Andrey Ivanovich Vostrikov (Russian: Андрей Иванович Востриков; 23 October 1902 – 26 September 1937) was a Russian orientalist and scholar of Tibetology, Indology, and Mongolian studies. He is best known for his posthumously published work Tibetan Historical Literature (1962) and is considered "one of the most influential early historians of Tibet". He was executed at the age of 34.

Vostrikov was born in the Saratov Governorate into the family of a rural priest. He graduated from Petrograd University in 1924, where he studied under Fyodor Shcherbatskoy and Boris Vladimirtsov. His academic training under these scholars deeply influenced his later work in Buddhist philosophy and Tibetan studies.
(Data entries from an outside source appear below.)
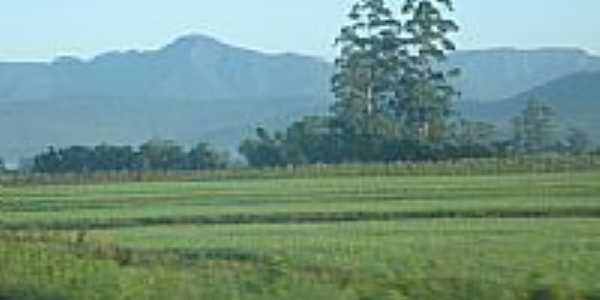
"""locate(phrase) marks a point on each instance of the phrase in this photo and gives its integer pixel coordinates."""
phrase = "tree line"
(154, 155)
(394, 102)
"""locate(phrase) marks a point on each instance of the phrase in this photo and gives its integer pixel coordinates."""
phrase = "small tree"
(539, 124)
(578, 141)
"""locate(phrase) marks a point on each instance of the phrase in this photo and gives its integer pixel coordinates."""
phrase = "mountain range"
(197, 88)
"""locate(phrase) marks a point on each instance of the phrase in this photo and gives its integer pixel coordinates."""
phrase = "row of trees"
(155, 155)
(394, 101)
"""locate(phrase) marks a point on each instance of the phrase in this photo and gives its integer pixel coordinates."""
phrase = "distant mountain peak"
(193, 41)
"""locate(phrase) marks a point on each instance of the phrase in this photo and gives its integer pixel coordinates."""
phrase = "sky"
(40, 30)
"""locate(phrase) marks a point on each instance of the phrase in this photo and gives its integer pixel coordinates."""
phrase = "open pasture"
(526, 236)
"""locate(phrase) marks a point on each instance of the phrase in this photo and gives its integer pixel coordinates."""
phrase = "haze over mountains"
(198, 88)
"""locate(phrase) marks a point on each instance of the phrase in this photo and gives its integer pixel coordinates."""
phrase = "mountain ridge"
(198, 88)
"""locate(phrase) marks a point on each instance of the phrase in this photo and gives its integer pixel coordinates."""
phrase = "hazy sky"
(34, 30)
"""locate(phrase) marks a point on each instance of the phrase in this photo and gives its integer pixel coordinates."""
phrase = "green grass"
(510, 236)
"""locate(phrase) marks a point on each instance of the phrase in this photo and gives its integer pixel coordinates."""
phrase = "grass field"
(520, 236)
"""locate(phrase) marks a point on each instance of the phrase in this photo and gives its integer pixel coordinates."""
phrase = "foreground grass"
(520, 236)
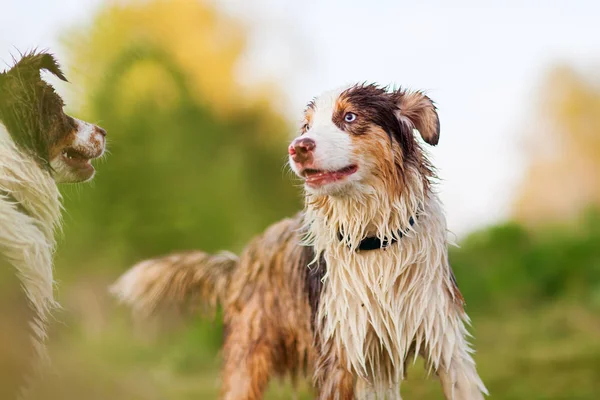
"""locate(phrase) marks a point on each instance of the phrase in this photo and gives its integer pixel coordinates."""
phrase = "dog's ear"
(418, 111)
(33, 63)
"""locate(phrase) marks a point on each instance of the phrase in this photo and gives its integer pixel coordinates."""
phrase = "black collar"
(374, 243)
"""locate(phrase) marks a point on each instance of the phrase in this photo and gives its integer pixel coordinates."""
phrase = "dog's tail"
(183, 282)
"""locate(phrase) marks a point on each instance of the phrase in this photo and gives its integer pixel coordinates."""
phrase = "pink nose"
(101, 131)
(301, 149)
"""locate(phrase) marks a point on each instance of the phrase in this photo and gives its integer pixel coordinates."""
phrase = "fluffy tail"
(182, 281)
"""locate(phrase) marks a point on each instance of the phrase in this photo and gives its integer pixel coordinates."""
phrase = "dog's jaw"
(72, 163)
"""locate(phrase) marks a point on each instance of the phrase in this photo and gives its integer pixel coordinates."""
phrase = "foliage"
(187, 168)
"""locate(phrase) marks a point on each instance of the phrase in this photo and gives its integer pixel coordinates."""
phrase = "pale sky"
(482, 62)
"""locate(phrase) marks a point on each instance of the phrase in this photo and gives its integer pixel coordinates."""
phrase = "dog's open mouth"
(316, 177)
(77, 158)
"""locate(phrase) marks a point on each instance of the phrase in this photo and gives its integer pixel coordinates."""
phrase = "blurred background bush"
(197, 161)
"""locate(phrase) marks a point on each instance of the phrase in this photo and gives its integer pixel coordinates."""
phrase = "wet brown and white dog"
(39, 146)
(356, 285)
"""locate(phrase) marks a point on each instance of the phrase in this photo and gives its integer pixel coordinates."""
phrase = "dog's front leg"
(456, 368)
(332, 379)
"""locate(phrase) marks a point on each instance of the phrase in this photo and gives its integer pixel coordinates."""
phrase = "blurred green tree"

Following his graduation, Vostrikov dedicated himself to research and teaching. He worked at the Asiatic Museum, the Institute of Buddhist Culture, and taught at several higher education institutions in Leningrad, including his alma mater.

From 1930, he served as a senior researcher at the Institute of Oriental Studies of the Academy of Sciences of the USSR. Between 1927 and 1932, he undertook annual field trips to the Aginsky Datsan in Buryatia, where he collaborated with learned lamas to study Tibetan translations of Indian philosophical treatises and their commentaries.

In early 1937, he was appointed head of the Tibetan section at the Institute of Oriental Studies. Vostrikov’s career was abruptly ended during the Great Purge. He was arrested in April 1937 and executed in Moscow in September of the same year. He was posthumously rehabilitated in 1956.

Vostrikov’s academic interests focused primarily on Buddhist philosophy, particularly the Nyāya system, the doctrines of Vijñānavāda, and the Kalachakra tantra. He prepared several studies on Buddhist logic, based on the works of Dharmakirti and Vasubandhu, as well as a comprehensive edition of the Kalachakra Tantra. Many of his manuscripts were never published during his lifetime and were subsequently lost following his arrest. Among these was his English-language monograph The Logic of Vasubandhu, which disappeared in India, where it had been sent for publication.

His best-known work, Tibetan Historical Literature, was published in 1962 and includes a valuable appendix containing a table for converting Tibetan calendar dates into the European chronology. An English translation appeared in Calcutta in 1970 and is still considered one of the best historical surveys of Tibetan literature.